Khan et al. (2020) study findings suggested that the high rate of mutation within the SARS-CoV could be a primary predictor of the varying symptoms and mortality across different locations. There were several single amino acid mutations at different locations in the studied SARS-CoV-2 variants. Furthermore, the authors detected one amino acid mutation in the transmembrane domain of an envelop protein in the viral strain in one geographic location, which suggests that the disruption of the virus-host interaction dynamics explains the different infection rates among the studied locations. This is due to the different implications on pathogenicity dictated by the nature of mutations across the different strains.

Part B

Genome-wide bioinformatic analyses of the SARS-CoV-2, specifically RNA-based analysis, to identify the isoforms, protein domains, and conserved domains have helped establish changes in internal environment of SARS-CoV-2-infected respiratory cells. For example, a recent study demonstrated that some immunoregulatory genes such as IL32, CSF2, and IL-6 were differentially expressed, whereas immunoregulatory transposable elements were upregulated.
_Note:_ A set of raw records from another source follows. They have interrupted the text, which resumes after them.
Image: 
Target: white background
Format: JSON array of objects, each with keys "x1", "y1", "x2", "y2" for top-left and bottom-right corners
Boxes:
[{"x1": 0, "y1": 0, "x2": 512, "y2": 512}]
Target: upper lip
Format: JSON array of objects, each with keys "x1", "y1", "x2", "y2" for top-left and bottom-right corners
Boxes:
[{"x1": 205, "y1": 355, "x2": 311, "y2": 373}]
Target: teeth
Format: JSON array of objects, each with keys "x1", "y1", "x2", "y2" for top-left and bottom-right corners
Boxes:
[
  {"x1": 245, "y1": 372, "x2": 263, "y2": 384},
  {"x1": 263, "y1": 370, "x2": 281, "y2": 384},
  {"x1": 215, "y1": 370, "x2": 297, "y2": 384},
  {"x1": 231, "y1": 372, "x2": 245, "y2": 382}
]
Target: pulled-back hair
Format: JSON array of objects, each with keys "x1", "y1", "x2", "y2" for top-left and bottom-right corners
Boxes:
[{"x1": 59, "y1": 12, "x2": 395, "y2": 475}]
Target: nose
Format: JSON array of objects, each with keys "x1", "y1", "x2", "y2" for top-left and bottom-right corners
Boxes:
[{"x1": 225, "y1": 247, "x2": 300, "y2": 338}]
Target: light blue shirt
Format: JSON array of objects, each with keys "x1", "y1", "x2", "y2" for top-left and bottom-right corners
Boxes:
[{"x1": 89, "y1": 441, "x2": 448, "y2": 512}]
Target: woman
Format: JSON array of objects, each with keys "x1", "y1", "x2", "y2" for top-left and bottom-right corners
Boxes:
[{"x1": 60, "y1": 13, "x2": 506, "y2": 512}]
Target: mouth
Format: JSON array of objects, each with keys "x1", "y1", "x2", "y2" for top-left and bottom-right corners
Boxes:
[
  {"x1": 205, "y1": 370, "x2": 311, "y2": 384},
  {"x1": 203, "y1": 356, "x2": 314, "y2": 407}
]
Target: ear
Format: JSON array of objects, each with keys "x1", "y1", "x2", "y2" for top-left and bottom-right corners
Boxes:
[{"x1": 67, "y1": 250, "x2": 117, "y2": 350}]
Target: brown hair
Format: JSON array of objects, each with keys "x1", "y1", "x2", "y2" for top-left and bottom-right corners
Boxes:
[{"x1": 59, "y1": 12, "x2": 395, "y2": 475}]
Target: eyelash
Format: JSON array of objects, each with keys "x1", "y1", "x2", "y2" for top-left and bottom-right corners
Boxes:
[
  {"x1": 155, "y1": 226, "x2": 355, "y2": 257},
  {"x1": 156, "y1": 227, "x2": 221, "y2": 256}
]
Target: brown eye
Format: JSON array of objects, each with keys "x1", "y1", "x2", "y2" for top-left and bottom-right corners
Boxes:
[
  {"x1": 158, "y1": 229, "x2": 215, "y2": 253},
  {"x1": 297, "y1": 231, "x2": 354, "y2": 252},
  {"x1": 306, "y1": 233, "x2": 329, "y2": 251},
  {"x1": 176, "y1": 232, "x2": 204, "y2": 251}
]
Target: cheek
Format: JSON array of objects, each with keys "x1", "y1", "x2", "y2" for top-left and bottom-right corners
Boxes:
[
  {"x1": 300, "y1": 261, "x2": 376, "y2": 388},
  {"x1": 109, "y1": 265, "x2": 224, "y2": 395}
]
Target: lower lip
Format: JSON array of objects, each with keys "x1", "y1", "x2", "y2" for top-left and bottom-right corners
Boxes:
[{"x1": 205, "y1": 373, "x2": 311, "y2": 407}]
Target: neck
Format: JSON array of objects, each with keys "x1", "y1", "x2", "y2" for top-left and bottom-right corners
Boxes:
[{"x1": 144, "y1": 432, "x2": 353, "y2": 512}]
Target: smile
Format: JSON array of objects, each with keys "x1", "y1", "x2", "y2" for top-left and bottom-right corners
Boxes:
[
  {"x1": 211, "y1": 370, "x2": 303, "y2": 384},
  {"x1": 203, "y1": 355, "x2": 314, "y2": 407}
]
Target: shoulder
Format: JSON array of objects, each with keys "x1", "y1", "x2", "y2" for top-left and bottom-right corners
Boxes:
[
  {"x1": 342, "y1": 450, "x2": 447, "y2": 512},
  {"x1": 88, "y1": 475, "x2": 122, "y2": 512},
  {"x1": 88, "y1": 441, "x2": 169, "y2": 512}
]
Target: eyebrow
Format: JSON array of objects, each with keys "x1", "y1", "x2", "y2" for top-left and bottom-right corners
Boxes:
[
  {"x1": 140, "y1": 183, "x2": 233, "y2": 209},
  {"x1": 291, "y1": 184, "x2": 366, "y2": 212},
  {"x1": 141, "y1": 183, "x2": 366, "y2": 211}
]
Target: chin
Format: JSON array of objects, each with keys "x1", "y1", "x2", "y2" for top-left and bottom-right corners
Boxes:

Moreover, comparative genomics has helped determine the conserved interaction between human RNA-binding proteins and SARS-CoV-2. Such findings help elucidate host mechanisms that can be key therapeutics targets in order to reduce the severity of the disease.

Regarding bioinformatics, protein isoforms are proteins that are alike and perform similar roles within cells help in the evolvability of different species, which leads to biological diversity. For instance, one gene can encode multiple isoforms through alternative splicing. This phenomenon is a key factor behind the observed differences in different strains of the COVID-19 virus. Tripathi et al. (2019) defines protein domains as “independent evolutionary units, which define protein function.” Over the course of research in domain-based methods, several studies have demonstrated that domain-domain interactions play a key role in predicting protein-protein interaction which underpin all key processes in living organisms. Conversely, conserved domains are identical sequences in DNA, RNA, or proteins recurring across species in molecular evolution (Khan et al., 2020). Hence, conserved domains allow for the identification of patterns and functional properties that comprise links to more detailed information for different species.